The plan comes together for "A Simple Man"

For Steve Treviño’s “Simple Man” special on Netflix, everything came together from the very beginning.

Filmed on location at the Tobin Center for the Performing Arts in San Antonio, Texas Crew location sound man John McKallip made sure to cover the entire venue with a variety of microphones and placements that were designed with the 5.1 delivery format in mind.

John had an MS microphone in the center of the stage, two crowd microphones on either edge of the stage, and a balcony microphone at the rear. These placements provided beautiful coverage of the entire venue.

John also had an excellent sense of gain staging and used his taste and aesthetics to set the balances in a very realistic way at the baseline recording level.

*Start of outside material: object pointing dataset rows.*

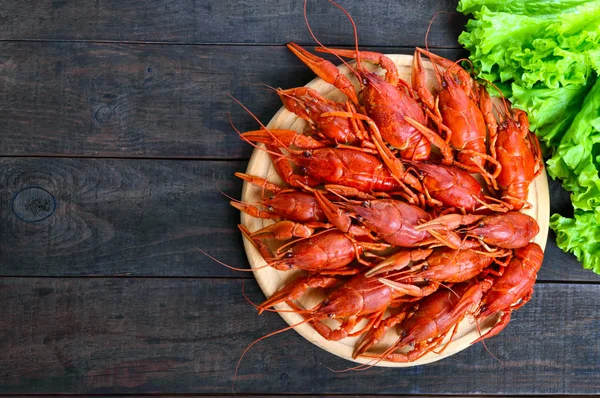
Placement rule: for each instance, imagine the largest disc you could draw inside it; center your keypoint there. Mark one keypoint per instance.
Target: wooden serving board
(271, 280)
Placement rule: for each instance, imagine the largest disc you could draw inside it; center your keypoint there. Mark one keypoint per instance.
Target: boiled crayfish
(393, 234)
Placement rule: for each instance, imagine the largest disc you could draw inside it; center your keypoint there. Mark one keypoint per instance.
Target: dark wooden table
(114, 135)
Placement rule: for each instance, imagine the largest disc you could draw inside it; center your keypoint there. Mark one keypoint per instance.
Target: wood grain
(116, 217)
(185, 336)
(227, 21)
(99, 100)
(143, 218)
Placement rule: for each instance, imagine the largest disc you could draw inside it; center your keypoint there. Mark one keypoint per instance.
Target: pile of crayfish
(382, 209)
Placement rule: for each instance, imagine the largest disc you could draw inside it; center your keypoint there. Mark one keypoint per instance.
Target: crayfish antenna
(325, 47)
(262, 309)
(229, 266)
(277, 140)
(259, 340)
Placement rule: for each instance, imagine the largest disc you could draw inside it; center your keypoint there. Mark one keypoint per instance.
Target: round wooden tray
(271, 280)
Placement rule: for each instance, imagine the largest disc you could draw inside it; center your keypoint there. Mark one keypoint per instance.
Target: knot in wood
(33, 204)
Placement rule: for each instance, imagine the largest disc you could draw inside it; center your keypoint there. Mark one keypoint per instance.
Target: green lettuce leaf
(576, 160)
(580, 235)
(530, 50)
(538, 8)
(551, 111)
(544, 55)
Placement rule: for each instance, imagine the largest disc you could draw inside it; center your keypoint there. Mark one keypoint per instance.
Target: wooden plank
(383, 23)
(141, 217)
(83, 99)
(178, 335)
(138, 217)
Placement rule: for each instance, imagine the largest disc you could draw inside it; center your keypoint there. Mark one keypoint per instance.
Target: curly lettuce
(544, 55)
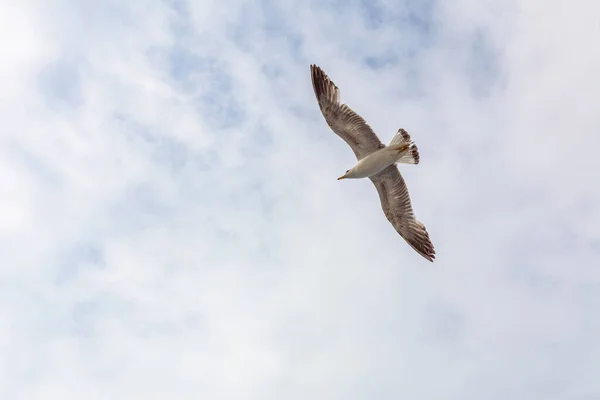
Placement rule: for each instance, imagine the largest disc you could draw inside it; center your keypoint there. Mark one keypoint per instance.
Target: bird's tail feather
(406, 147)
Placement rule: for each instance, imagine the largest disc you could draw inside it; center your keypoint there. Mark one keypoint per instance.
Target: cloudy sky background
(171, 225)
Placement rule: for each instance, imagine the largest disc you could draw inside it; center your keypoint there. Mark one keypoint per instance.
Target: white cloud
(171, 225)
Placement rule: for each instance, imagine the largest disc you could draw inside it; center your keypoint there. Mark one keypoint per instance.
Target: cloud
(171, 225)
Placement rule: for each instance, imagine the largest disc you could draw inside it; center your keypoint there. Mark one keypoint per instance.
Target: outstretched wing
(397, 208)
(341, 119)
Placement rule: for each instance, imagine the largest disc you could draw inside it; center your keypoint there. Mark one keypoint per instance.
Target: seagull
(375, 161)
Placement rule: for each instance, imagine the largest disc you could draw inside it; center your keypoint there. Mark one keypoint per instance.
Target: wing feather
(397, 208)
(346, 123)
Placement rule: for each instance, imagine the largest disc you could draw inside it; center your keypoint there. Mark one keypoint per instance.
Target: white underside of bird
(375, 161)
(396, 152)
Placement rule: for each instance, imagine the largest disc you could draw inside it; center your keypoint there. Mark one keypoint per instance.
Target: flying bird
(375, 161)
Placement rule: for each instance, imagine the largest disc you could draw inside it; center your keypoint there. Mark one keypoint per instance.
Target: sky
(171, 225)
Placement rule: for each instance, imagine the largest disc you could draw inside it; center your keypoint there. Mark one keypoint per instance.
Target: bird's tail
(409, 153)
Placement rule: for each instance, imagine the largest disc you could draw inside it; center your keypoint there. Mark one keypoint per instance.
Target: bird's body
(375, 161)
(373, 164)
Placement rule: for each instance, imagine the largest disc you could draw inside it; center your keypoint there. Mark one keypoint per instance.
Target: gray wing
(397, 208)
(341, 119)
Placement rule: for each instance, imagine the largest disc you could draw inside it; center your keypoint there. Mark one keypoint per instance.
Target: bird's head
(346, 175)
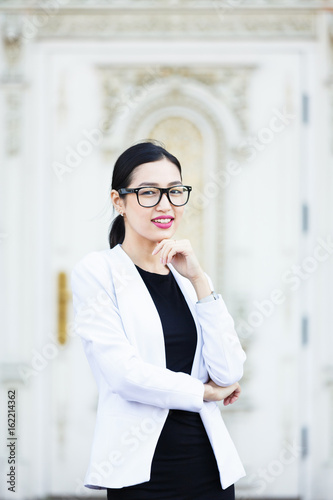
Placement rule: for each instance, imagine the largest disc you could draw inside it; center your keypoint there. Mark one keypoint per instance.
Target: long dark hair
(144, 152)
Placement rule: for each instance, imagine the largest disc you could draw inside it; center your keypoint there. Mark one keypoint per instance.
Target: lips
(162, 218)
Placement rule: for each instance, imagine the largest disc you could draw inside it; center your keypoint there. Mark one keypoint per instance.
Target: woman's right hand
(214, 392)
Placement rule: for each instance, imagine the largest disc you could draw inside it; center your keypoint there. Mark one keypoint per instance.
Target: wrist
(208, 392)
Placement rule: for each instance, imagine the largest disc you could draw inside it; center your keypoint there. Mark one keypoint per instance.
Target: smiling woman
(163, 340)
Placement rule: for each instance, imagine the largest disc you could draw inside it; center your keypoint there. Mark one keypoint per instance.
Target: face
(138, 219)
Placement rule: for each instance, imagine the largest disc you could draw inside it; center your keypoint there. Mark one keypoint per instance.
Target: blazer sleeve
(222, 351)
(98, 322)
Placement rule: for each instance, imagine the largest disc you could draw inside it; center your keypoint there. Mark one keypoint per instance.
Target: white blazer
(122, 337)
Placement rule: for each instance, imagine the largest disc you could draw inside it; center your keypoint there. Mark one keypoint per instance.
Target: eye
(176, 191)
(147, 192)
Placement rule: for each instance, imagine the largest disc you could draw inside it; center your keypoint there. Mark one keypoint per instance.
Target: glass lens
(178, 195)
(149, 196)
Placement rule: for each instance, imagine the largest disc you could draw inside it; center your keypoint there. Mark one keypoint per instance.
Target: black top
(184, 464)
(179, 329)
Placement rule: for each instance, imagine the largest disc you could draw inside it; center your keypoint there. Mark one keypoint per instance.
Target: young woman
(161, 345)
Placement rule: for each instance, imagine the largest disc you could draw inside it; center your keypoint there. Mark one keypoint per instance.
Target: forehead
(159, 172)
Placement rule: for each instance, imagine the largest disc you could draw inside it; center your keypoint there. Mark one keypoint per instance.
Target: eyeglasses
(150, 196)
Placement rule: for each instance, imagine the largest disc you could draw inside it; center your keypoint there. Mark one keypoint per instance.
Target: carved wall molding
(213, 23)
(126, 87)
(174, 4)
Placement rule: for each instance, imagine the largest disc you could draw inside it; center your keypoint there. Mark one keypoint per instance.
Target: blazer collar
(132, 294)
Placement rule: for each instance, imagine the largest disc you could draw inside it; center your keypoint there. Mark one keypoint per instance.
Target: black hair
(143, 152)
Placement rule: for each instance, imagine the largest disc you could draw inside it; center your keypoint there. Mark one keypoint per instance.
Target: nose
(164, 202)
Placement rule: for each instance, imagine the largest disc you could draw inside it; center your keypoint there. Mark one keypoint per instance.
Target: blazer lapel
(138, 312)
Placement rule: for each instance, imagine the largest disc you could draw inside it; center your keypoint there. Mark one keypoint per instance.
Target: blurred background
(242, 93)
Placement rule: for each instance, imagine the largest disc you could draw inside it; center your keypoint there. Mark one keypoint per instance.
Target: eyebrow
(155, 184)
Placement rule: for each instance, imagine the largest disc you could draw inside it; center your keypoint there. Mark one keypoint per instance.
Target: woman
(161, 345)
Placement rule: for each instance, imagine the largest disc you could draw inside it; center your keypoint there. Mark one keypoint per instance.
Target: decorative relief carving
(12, 84)
(212, 23)
(124, 88)
(171, 4)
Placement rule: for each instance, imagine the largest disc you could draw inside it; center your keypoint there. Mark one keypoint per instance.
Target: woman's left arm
(222, 350)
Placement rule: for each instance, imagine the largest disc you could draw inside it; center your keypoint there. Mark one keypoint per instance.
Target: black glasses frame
(162, 191)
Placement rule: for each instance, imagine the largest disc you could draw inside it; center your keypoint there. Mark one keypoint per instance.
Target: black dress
(184, 465)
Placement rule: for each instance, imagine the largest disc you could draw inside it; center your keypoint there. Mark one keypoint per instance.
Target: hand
(180, 253)
(214, 392)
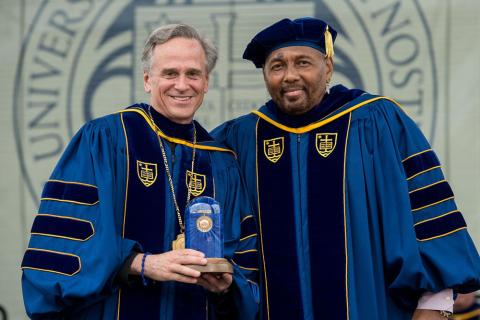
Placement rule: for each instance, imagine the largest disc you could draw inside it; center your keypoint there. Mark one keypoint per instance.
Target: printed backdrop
(64, 62)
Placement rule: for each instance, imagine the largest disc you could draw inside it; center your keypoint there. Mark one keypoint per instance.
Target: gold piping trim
(245, 251)
(250, 236)
(260, 223)
(321, 122)
(156, 129)
(247, 217)
(437, 217)
(427, 186)
(119, 300)
(421, 172)
(467, 315)
(252, 282)
(73, 182)
(127, 173)
(416, 154)
(432, 204)
(71, 201)
(345, 215)
(63, 237)
(442, 235)
(53, 271)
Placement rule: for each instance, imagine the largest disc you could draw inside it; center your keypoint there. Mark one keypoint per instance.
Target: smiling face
(296, 78)
(178, 79)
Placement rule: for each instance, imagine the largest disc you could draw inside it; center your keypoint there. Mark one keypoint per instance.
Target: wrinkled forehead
(294, 52)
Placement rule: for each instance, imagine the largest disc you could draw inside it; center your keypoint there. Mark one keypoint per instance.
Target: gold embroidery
(325, 143)
(147, 172)
(198, 183)
(273, 148)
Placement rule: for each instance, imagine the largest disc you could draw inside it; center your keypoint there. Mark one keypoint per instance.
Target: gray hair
(168, 32)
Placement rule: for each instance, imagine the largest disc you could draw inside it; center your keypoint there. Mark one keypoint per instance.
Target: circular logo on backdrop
(81, 60)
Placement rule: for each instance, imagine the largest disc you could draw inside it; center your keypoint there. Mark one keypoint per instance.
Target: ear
(329, 64)
(146, 83)
(205, 89)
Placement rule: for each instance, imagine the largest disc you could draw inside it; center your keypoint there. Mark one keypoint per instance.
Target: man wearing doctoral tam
(101, 244)
(355, 217)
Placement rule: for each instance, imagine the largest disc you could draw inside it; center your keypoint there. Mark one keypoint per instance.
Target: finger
(205, 284)
(228, 278)
(184, 270)
(191, 260)
(190, 252)
(182, 278)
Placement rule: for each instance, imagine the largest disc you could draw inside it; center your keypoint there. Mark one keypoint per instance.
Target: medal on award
(204, 232)
(179, 243)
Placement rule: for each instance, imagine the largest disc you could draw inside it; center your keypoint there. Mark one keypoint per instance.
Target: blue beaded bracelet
(142, 273)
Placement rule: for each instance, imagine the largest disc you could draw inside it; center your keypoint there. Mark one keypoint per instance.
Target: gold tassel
(328, 44)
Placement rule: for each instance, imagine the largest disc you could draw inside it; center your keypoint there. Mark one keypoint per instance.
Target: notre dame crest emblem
(196, 182)
(147, 172)
(273, 148)
(325, 143)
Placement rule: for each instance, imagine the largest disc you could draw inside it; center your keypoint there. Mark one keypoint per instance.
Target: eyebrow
(280, 57)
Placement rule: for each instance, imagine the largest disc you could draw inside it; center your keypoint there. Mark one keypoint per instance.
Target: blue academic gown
(109, 197)
(355, 217)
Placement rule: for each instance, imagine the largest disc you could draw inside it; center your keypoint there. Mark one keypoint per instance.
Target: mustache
(288, 88)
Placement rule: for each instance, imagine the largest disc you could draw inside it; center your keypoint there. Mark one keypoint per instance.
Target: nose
(182, 83)
(291, 74)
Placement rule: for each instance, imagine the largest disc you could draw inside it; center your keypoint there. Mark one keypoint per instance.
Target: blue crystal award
(204, 232)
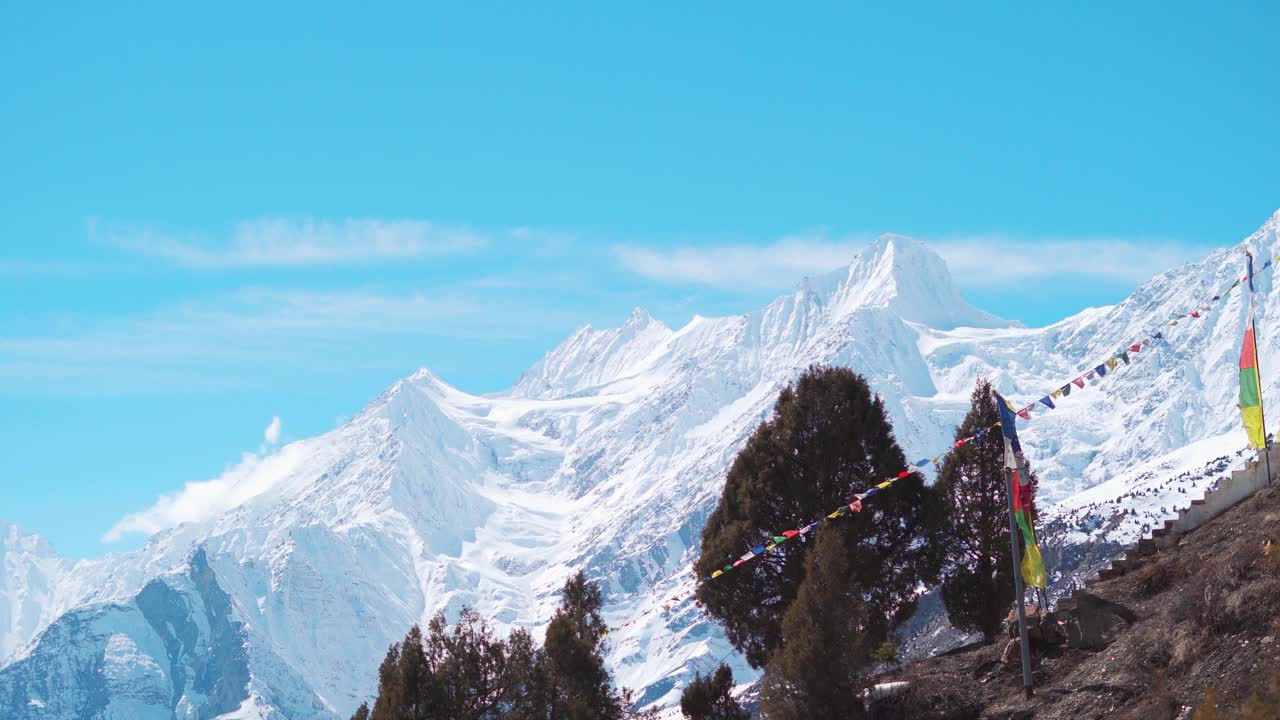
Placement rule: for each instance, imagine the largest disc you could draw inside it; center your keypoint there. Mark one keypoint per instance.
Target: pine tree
(579, 686)
(709, 697)
(828, 641)
(827, 440)
(977, 582)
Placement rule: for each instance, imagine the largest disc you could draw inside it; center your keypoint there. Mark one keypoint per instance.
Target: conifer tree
(579, 684)
(709, 697)
(828, 438)
(828, 641)
(977, 583)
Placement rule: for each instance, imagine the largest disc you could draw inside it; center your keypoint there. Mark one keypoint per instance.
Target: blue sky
(218, 215)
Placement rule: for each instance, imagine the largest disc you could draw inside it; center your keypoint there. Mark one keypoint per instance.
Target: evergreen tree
(827, 440)
(828, 641)
(526, 686)
(579, 684)
(977, 580)
(709, 697)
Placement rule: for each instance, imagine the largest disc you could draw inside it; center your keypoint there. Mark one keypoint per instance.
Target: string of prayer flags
(1251, 390)
(1032, 563)
(855, 505)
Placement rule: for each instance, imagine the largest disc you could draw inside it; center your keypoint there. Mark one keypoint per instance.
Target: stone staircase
(1240, 484)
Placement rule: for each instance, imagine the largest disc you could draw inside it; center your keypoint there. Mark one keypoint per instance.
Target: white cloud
(283, 241)
(981, 260)
(272, 434)
(204, 500)
(233, 340)
(778, 264)
(973, 260)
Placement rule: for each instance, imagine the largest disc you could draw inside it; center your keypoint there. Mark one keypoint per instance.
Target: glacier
(604, 456)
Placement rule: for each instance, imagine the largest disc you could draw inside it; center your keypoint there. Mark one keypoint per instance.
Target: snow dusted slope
(607, 456)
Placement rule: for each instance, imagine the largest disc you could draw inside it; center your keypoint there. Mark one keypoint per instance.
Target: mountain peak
(593, 358)
(905, 276)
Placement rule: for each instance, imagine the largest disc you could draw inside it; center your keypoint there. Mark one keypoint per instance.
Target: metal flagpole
(1257, 368)
(1018, 588)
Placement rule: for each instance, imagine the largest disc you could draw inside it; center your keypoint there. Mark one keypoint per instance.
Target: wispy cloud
(284, 242)
(777, 264)
(973, 258)
(251, 331)
(196, 501)
(970, 259)
(272, 434)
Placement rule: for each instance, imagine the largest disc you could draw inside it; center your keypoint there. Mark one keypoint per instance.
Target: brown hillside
(1207, 618)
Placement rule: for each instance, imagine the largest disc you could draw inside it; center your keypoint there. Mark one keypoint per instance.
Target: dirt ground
(1208, 618)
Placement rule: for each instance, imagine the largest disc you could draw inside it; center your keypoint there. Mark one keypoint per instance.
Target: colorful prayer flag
(1251, 390)
(1009, 431)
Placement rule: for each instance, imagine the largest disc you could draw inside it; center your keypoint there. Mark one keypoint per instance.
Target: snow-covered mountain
(607, 455)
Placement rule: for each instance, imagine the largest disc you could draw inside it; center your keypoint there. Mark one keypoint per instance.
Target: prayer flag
(1251, 390)
(1009, 429)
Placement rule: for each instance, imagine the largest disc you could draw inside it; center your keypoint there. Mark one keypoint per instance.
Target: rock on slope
(607, 456)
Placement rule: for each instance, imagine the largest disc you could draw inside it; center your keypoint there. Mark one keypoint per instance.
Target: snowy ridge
(608, 455)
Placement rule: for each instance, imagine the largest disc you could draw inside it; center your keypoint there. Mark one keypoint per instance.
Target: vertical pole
(1266, 441)
(1018, 589)
(1257, 368)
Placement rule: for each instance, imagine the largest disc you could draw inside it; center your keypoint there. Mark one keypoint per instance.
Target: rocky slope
(607, 456)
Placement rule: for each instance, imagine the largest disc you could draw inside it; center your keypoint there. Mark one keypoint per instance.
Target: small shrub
(1207, 709)
(1185, 647)
(1239, 564)
(1265, 703)
(1157, 577)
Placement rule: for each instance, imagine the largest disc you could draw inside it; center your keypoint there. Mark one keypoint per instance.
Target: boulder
(1096, 620)
(1032, 621)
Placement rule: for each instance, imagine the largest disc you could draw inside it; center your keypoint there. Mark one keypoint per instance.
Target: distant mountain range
(606, 456)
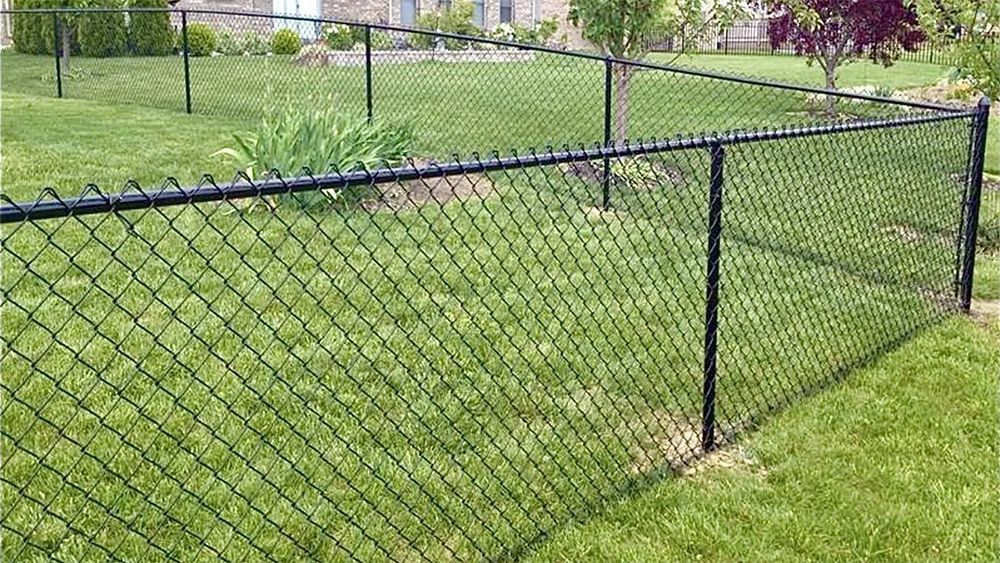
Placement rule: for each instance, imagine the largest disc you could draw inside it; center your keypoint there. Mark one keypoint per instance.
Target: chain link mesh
(459, 357)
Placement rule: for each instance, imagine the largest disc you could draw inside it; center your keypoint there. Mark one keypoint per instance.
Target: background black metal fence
(454, 359)
(459, 94)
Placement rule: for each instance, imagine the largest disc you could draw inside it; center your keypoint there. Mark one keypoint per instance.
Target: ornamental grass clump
(315, 137)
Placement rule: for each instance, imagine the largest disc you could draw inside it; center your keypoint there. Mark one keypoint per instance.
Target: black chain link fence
(458, 93)
(450, 360)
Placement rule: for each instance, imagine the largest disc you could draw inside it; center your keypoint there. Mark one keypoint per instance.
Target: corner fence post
(368, 72)
(718, 153)
(55, 49)
(606, 199)
(970, 225)
(187, 63)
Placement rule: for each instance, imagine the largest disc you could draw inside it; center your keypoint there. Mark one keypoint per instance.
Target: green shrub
(314, 135)
(150, 33)
(228, 43)
(457, 20)
(233, 43)
(255, 44)
(285, 42)
(201, 40)
(32, 33)
(338, 37)
(382, 41)
(103, 34)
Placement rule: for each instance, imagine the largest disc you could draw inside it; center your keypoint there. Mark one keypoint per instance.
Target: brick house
(486, 13)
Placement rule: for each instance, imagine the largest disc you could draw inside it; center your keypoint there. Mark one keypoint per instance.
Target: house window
(479, 13)
(408, 12)
(506, 11)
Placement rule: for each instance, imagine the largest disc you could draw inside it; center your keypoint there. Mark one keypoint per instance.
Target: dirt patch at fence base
(645, 176)
(415, 194)
(985, 312)
(734, 457)
(667, 439)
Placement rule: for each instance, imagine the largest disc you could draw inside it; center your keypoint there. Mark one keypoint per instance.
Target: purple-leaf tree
(832, 33)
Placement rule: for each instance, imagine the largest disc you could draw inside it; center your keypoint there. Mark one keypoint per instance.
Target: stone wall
(357, 58)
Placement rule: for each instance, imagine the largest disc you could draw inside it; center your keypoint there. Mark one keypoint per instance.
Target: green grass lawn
(897, 464)
(454, 107)
(455, 379)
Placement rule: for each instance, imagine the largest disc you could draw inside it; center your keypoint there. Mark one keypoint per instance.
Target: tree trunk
(830, 66)
(67, 45)
(623, 84)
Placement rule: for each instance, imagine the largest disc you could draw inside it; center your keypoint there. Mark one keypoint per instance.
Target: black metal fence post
(712, 298)
(368, 72)
(187, 63)
(606, 199)
(975, 192)
(55, 49)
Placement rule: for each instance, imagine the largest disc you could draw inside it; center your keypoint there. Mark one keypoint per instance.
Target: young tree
(976, 26)
(832, 33)
(626, 29)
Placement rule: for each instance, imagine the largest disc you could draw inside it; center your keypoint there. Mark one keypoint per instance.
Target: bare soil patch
(985, 312)
(668, 438)
(414, 194)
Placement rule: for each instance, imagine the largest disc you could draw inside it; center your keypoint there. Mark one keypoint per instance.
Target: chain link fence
(457, 93)
(451, 359)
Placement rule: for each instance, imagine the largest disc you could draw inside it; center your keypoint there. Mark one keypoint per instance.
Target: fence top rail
(747, 81)
(49, 205)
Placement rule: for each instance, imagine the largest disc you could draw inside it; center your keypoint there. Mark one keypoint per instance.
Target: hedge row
(96, 34)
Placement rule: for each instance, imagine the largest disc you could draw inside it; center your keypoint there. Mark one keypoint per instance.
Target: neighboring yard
(913, 434)
(899, 463)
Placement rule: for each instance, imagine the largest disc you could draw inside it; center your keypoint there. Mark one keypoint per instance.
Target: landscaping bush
(201, 40)
(255, 43)
(457, 20)
(103, 34)
(382, 41)
(150, 33)
(229, 43)
(286, 42)
(32, 33)
(315, 135)
(540, 34)
(338, 37)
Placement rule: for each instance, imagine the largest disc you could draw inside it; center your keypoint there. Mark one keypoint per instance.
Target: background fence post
(55, 49)
(712, 298)
(971, 217)
(606, 198)
(368, 72)
(187, 64)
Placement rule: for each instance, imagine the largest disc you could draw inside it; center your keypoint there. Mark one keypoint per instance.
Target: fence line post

From there, the process moved to editor Rick Cikowski. In addition to finding and placing all of the best takes, beats, and angles, Rick shepherded all of the source audio tracks through the entire process intact. This is an incredibly important step because even though Rick wasn’t using all of the crowd iso tracks for the edit reviews, he had them in his sequence and available for export once the edit was approved and ready for mixing.

John’s meticulous metadata moved into Rick’s sequence in the form of long track names that spelled out both mic choice and placement for every track. This was invaluable on the mixing stage as no other documentation was required to figure out which tracks needed to go where in the panners.

On the stage, mixer Roy Machado directed his efforts towards carefully time-aligning all of the audio sources to create one big, clean, coherent source.

The main handheld microphone actually came in 4 frames out of sync due to some Dante routing at the venue. Once that was fixed, each stage and crowd microphone was manually time-aligned to the handheld.  The time alignment created a natural room reverb where every crowd reaction naturally flowed in and out as it happened.

Once all of the tracks were aligned and balanced, the 5.1 mix came quickly and with very little processing. 

From the theater through the edit to the mixing stage, every step was done with care, and the end result really feels like being there.

Upon its release, “Simple Man” shot up the Netflix rankings, peaking at number 2 nationally.